Samantha Richardson, a PhD Chemistry student at the University of Hull developed the dip test device for phosphate.
She said: “People should care about their local waterways the same way they are caring about plastics in the oceans. You can see the effects the pollutants are having on our local waterways and this is a really great way for people to be able to contribute and enable citizens to help measure these waterways and help contribute to the science which will eventually help clean them up as well.
“We are using everything we have learned from the phosphate test to develop more devices for these ‘watch list’ chemicals. The main difference is that for phosphate you can use chemistry which has already been developed.
“With a lot of these new chemicals, the analytical methods for detecting them in a normal way is not there, so at the moment we’re trying to develop something similar, but it is more complex and a lot more research needs to be done back in the lab.”
Volunteers are already sampling for phosphate in a number of areas including Selby, Doncaster, Leeds, and Pocklington.

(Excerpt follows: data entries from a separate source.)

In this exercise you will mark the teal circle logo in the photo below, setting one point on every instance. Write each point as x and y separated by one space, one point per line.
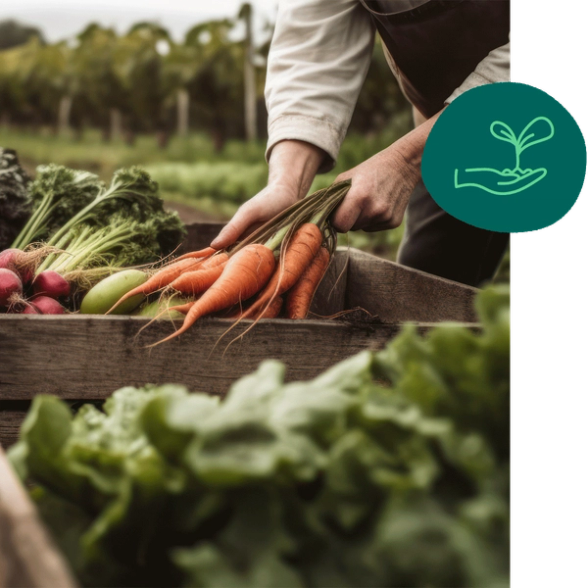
509 157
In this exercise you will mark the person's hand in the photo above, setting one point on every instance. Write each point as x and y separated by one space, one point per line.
382 185
292 167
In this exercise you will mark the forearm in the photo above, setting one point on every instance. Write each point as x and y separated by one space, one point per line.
408 150
318 60
294 164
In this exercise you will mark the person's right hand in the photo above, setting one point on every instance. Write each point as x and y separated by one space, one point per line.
292 167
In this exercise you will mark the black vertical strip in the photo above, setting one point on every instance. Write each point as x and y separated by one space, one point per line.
551 287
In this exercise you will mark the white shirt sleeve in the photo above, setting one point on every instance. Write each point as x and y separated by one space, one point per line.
497 66
319 58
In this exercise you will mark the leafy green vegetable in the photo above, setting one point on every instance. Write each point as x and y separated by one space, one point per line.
15 203
390 469
120 225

They simply dip the provided paper device into the water for three minutes, photograph the pad, location, time and add the details to a mobile app which has been specifically designed for this project.
The data will then be analysed back at the University of Hull, where a map of the results is being built up.
Samantha said: “The great thing about the PADs is that anybody can take them, dip them in the water and use the app developed to record results. We are building up this fabulous picture of the phosphate levels in the waterways over seasons and into the future.